Based Deleuze: The Reactionary Leftism of Gilles Deleuze by Justin Murphy
Author:Justin Murphy
Language: eng
Format: epub
Published: 2019-09-20T18:47:31+00:00
Against Maximum Deterritorialization
Jordan Peterson is known for his conservative fears of radical-left excess — that young “social justice warriors” roaming college campuses might soon be erecting national gulags. Although they are not known for it, Deleuze and Guattari are equally concerned about the excesses of naïve radical leftism. Given the preceding analysis of a substantial theoretical overlap between Deleuze and Peterson, it is plausible that they all feared radical Left excesses for the same basic reasons.
According to Peterson and Carson (Peterson and Carson 2000), schizophrenia is generated in part by a combination of high Openness and low Intelligence. Creativity, on the other hand, is generated in part by the combination of high Openness and high Intelligence. In short, if your Latent Inhibition is low so that your “gate” allows in a lot of affectively charged information, you are likely to become either creative or insane — depending on your level of intelligence.
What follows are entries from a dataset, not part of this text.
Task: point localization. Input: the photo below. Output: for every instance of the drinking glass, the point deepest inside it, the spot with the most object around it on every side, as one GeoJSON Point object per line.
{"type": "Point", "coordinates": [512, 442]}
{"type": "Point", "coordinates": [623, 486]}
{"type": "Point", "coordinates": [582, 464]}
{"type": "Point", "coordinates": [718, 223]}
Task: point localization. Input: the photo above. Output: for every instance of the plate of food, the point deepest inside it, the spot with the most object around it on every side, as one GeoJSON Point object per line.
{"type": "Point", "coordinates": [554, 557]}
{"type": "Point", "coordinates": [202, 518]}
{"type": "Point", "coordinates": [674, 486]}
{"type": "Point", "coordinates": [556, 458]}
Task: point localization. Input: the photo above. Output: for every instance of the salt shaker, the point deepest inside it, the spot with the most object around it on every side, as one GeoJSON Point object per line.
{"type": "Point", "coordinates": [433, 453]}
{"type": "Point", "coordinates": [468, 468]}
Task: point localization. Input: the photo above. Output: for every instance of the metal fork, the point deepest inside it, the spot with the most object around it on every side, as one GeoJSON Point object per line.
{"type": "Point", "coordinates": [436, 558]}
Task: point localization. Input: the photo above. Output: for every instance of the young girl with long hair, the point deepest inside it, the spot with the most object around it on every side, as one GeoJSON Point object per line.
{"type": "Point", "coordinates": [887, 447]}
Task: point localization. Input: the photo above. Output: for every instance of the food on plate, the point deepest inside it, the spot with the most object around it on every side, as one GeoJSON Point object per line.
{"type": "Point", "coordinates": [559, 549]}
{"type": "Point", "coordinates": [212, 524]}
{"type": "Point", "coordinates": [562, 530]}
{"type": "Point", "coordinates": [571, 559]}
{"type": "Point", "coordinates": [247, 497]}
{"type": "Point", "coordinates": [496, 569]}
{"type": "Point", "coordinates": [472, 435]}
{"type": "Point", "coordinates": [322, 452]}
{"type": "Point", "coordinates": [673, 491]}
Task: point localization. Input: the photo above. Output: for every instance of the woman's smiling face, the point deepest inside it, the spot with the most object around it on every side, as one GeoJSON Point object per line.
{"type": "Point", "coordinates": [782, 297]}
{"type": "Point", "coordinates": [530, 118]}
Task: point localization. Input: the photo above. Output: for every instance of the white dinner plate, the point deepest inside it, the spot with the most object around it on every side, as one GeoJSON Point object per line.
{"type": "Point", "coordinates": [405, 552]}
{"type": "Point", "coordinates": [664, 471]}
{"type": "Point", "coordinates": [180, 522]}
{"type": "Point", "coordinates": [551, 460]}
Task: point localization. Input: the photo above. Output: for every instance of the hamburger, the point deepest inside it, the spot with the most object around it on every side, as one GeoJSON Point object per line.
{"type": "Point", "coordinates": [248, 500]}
Deleuze obviously had no access to these scientific literatures, which would only be developed later. However, his empirical intuitions are uncannily prescient and consistent with Peterson’s model, although Deleuze and Guattari are more interested in extrapolating the political implications. Deleuze and Guattari observe that it is the most radically creative or “deterritorializing” individuals and groups who unleash the flows most likely to backlash or “reterritorialize” pathologically. They do not explicitly refer to intelligence as a moderating variable, but this is no wonder given their political context and how much intelligence research was still yet to come. Nonetheless, Deleuze and Guattari implicitly invoke intelligence as a moderating variable in their socio-political models. For instance, consider the passage below, in which they distinguish between the creativity of merchants and the dependency of the bureaucrats and peasants.
It is precisely the most deterritorialized flow, under the first aspect, that always brings about the accumulation or conjunction of the processes, determines the overcoding, and serves as the basis for reterritorialization under the second aspect (we have already encountered a theorem according to which it is always on the most deterritorialized element that reterritorialization takes place). For example, the merchant bourgeoisie of the cities conjugated or capitalized a domain of knowledge, a technology, assemblages and circuits into whose dependency the nobility, Church, artisans, and even peasants would enter. It is precisely because the bourgeoisie was a cutting edge of deterritorialization, a veritable particle accelerator, that it also performed an overall reterritorialization (1987, 220–21).